Jared Leto hopes the Focus legacy will live on with new regime after ‘Dallas Buyers Club’

As awards season trudges forward, the two weeks surrounding AFI Fest have easily been more packed with fetes and soirees than ever before. And on Sunday afternoon, it was Universal and Focus holding events for Oscar hopefuls “Rush” and “Dallas Buyers Club” respectively.

The “Rush” event took place at the Chateau Marmont and was packed to the gills. Academy and press members held small plates loaded with brunch goodies while standing and hoping for others to vacate their seats, but to no avail. The occasion was to toast the film’s Best Supporting Actor player Daniel Brühl, and the size of the crowd was just evidence of the love the film is registering in a few circles. That’s particularly the case with the HFPA; watch out for a potential surprise Best Picture – Drama nomination if “American Hustle” fails to land with the group.
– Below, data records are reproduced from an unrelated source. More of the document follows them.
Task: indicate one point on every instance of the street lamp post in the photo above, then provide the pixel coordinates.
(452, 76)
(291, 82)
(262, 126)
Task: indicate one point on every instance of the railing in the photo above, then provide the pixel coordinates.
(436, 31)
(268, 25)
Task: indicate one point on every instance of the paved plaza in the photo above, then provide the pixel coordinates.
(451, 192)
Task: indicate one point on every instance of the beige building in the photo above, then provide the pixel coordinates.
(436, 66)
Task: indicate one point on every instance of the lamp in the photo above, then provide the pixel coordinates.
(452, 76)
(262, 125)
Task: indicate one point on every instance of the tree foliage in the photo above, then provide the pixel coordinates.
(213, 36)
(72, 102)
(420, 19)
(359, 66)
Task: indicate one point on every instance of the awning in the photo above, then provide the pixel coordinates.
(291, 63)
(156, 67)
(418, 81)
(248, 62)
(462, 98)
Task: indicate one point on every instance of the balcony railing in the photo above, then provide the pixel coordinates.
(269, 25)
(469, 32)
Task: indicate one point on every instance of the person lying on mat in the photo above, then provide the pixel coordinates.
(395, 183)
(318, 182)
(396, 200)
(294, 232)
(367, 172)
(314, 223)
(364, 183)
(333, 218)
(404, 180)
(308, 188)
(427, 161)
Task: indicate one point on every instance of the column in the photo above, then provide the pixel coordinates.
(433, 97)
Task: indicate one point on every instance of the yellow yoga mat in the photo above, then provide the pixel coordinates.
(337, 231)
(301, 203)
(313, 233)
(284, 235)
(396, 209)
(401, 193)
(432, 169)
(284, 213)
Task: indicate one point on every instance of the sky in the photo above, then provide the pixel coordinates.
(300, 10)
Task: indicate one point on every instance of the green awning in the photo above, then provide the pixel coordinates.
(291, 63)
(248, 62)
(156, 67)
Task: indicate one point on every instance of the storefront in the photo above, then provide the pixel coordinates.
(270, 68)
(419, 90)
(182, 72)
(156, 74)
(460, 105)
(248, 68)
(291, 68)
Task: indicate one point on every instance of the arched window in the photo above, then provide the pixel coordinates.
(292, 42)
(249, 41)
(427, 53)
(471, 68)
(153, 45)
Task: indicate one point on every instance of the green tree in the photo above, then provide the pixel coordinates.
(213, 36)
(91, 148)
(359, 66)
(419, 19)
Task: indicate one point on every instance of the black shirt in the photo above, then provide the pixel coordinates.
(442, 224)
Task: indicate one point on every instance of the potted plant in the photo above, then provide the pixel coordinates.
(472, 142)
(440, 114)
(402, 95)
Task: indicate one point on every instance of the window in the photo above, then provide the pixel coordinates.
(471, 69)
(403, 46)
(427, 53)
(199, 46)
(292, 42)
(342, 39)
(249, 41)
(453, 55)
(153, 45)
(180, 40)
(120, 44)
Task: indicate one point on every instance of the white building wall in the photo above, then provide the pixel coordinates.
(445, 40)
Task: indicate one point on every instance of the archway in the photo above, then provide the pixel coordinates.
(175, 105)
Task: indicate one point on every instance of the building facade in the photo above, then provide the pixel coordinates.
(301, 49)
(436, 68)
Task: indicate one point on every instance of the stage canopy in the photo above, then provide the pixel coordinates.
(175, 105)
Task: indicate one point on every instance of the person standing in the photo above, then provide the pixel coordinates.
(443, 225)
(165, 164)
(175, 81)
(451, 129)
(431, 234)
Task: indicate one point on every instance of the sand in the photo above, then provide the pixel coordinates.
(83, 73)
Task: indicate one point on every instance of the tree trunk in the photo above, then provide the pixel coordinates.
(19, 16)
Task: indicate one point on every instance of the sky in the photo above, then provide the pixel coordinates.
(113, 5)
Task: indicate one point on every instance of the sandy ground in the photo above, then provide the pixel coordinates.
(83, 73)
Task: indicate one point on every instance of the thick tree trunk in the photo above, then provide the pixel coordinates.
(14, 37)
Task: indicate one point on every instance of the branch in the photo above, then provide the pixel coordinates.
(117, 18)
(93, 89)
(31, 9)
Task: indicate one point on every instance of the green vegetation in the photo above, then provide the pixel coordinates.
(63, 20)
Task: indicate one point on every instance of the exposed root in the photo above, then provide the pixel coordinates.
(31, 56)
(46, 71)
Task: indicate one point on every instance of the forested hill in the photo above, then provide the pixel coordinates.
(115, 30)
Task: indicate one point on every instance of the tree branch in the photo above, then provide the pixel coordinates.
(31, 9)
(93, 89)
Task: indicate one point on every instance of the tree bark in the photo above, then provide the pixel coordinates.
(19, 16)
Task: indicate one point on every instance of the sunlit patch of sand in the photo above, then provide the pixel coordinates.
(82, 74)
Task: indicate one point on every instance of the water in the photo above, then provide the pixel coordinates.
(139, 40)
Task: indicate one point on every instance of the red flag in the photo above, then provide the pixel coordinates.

Nevertheless, it was too crowded for comfort in a notoriously cramped space (Paramount throws an equally dense shindig there every season to honor the studio’s Golden Globe nominees). A few miles west, though, Focus Features was honoring “Dallas” with stars Matthew McConaughey, Jared Leto and Jennifer Garner, as well as screenwriters Craig Borten and Melisa Wallack with a lunch in the shadow of CAA at the airy Craft restaurant. Producers Robbie Brenner and Rachel Winter were also on hand.

The sense with this film is that it’s a last hurrah for Focus (as we’ve known it) on the awards circuit, and everyone agrees that it’s very much a “Focus movie” – a perfect inclusion among the studio’s illustrious and high brow portfolio of films to date. Leto, who is in the midst of a UK tour with his band 30 Seconds to Mars (he just flew in from London and is heading right back out to finish the leg), expressed to me a hope that the new regime won’t tarnish that legacy.

“I hope they don’t screw with it too much, as ‘they’ tend to do,” he told me. “They’ve got a good thing going.” Nevertheless, the writing is on the wall as the Focus/FilmDistrict merger pretty much screams a departure from the breed of art house selectivity James Schamus and his team have cultivated over the last decade.

McConaughey said he was certainly registering the feeling that, for a company that found such success in the past with films like “Brokeback Mountain” and “Milk,” everyone involved with “Dallas” is looking at this as an opportunity to let loose a final salvo on the circuit. “They seem to have that extra incentive to let this be their send-off,” he said.

By the way, the actor is far from letting all of this go to his head. He remains pragmatic but excited at every turn, to be in full stride, a proud steward of the film. “The reputation of the film is preceding me,” he told me. “So I don’t feel like I’m selling something…Last night I was talking to Chiwetel [Ejiofor, at the Governors Awards], and he said, ‘If I can’t have a good time with this, then something’s wrong with me.”

Indeed. As I like to say, it beats working.